Shevek traeva molto piacere dalla bambina. Poiché era affidata a lui la mattina (la lasciavano al nido soltanto quando insegnava o svolgeva lavoro volontario), egli provava quel senso di essere necessario che è il fardello e la ricompensa della condizione di genitore. La bambina, attenta e sensibile, forniva a Shevek un perfetto uditorio per quelle fantasie verbali che egli tendeva sempre a frenare e che Takver sosteneva essere il suo lato folle. Si metteva la bimba sulle ginocchia e le dedicava scombussolate lezioni di cosmologia, spiegandole come il tempo in realtà fosse soltanto lo spazio girato su se stesso, e il cronone fosse l’intestino rovesciato del quanto, e la distanza una delle proprietà accidentali della luce. Dava alla bambina nomignoli stravaganti e sempre diversi, e le recitava ridicole filastrocche: Tempo è un vincolo, Tempo è tirannico, Supermeccanico, Superorganico — POP! — e al pop la bambina balzava di pochi centimetri nell’aria, strillando e agitando i pugni grassi. Entrambi ricevevano grandi soddisfazioni da questi esercizi. Quando ricevette l’assegnamento, fu come una lacerazione. Aveva sperato qualcosa nei pressi di Abbenay, non negli Altipiani del Sud, agli antipodi. Ma insieme con la spiacevole necessità di lasciare Takver e la bambina per sessanta giorni c’era la ferma sicurezza di tornare da loro. Finché l’avesse avuta, non si sarebbe lamentato.

La notte prima della partenza, Bedap venne a mangiare al refettorio dell’Istituto con loro, e tornarono tutti insieme alla stanza. Rimasero seduti a parlare nella notte calda, con la lampada spenta, le finestre aperte. Bedap, che mangiava a una piccola mensa dove i desideri speciali non rappresentavano un fastidio per i cuochi, aveva risparmiato per una decade le sue razioni di bevande speciali e le aveva prese tutte insieme sotto forma di una bottiglia da un litro di succo di frutta. La mostrò con orgoglio: una festa della partenza. Se la passarono in giro e la gustarono fastosamente, schioccando la lingua. — Ricordi — disse Takver, — tutto quel mangiare, la sera prima di lasciare l’Istituto?
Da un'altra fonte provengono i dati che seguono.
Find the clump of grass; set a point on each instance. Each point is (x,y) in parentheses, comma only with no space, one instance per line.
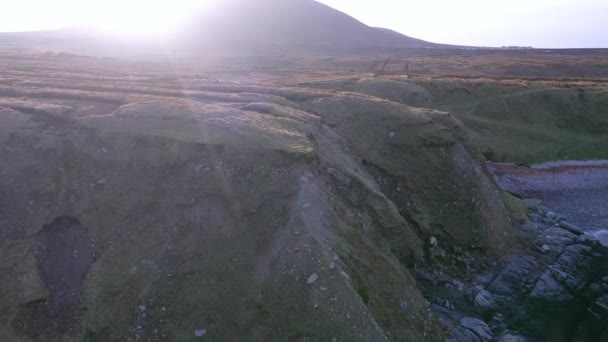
(515,208)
Ho mangiato nove di quelle frittelle.

— Portavi i capelli corti, allora — disse Shevek, sorpreso dal ricordo, che in precedenza non aveva mai associato a Takver. — Eri tu, no?

— E chi credevi che fosse?

— Accidenti, com’eri giovane a quell’epoca!

— E così tu, sono passati dieci anni da allora. Mi tagliavo i capelli per sembrare diversa e interessante. Mi è servito molto, davvero! — Rise con la sua risata forte e allegra, e subito la soffocò per non svegliare la bambina, addormentata nel lettino dietro il paravento. Nulla però sarebbe riuscito a destare la bimba, una volta addormentata. — Avrei voluto così tanto essere differente. Chissà perché?